Responding to the publication today of a United Nations report on the US detention centre in Guantánamo Bay, Cuba, Amnesty International echoed the UN’s call for the camp to be closed down.

Amnesty International UK Campaigns Director Stephen Bowen said:

“After four years Guantánamo has become a byword for abuse and an indictment of the US government’s failure to uphold human rights in the ‘war on terror’.

“Guantánamo is unreformable. The US authorities should immediately close down the camp and either release prisoners or bring them before proper courts on the US mainland.

“Meanwhile, the ongoing hunger strike is an urgent concern and while a decision over the future of Guantánamo is taken the US authorities should immediately allow independent doctors to visit prisoners.

“There should also be meaningful access for Amnesty International and other bodies like the United Nations.”

Numerous reports of torture and ill-treatment have also emerged from the camp and last week Amnesty international published a report on the often devastating impact on both inmates and their relatives around the world.

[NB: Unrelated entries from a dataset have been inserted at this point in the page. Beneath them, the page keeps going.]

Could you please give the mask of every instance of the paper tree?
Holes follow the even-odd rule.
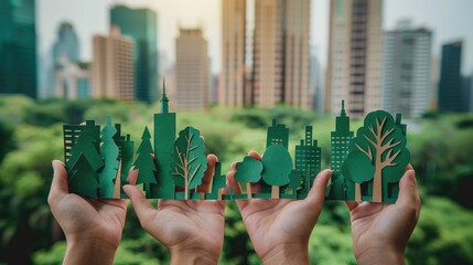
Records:
[[[280,186],[289,183],[293,169],[288,149],[281,145],[270,146],[262,156],[262,180],[271,186],[271,198],[279,198]]]
[[[227,177],[222,174],[222,163],[215,163],[214,177],[212,178],[211,193],[207,194],[206,199],[222,200],[222,191],[227,186]]]
[[[114,136],[117,129],[111,124],[111,117],[105,116],[105,127],[101,130],[100,156],[104,159],[104,168],[99,173],[99,198],[114,198],[115,180],[118,172],[118,147]]]
[[[289,174],[289,188],[291,188],[291,194],[297,198],[298,190],[301,189],[303,182],[303,176],[298,169],[292,169]]]
[[[152,157],[153,149],[151,147],[151,135],[148,127],[144,127],[143,135],[141,136],[141,144],[138,147],[138,158],[135,161],[135,168],[138,169],[137,184],[143,183],[146,197],[151,198],[150,184],[157,183],[155,172],[157,168]]]
[[[388,198],[388,183],[399,181],[410,159],[406,142],[400,126],[390,114],[377,110],[366,116],[342,166],[343,174],[357,183],[355,200],[363,200],[359,187],[363,184],[365,191],[372,184],[373,202],[383,202],[384,198]],[[397,198],[397,194],[391,195]]]
[[[98,195],[98,174],[80,153],[69,173],[69,192],[96,199]]]
[[[204,140],[197,129],[186,127],[179,132],[174,147],[172,172],[175,184],[184,188],[184,200],[187,200],[190,190],[202,183],[202,178],[207,169]]]
[[[237,162],[236,165],[235,180],[246,183],[248,200],[252,198],[251,183],[258,182],[261,179],[261,161],[252,157],[245,157],[243,162]]]
[[[71,149],[71,157],[66,161],[69,192],[98,197],[98,170],[104,162],[96,149],[96,141],[87,130],[83,130]]]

Though there are no UK nationals currently held at Guantánamo there are believed to be eight long-term residents of the UK imprisoned, many of whom have relatives also in the UK. These include people recognised as refugees by the UK authorities, people such as Omar Deghayes, a 35-year-old Libyan national, held at Guantánamo for over three years.

His family fled political persecution in Libya 25 years ago and was granted refugee protection in Britain. Omar, who grew up in Brighton, has told his lawyer that he has been attacked by US guards at Guantánamo, including an occasion when guards forced a finger into his eye leaving him blind in one eye.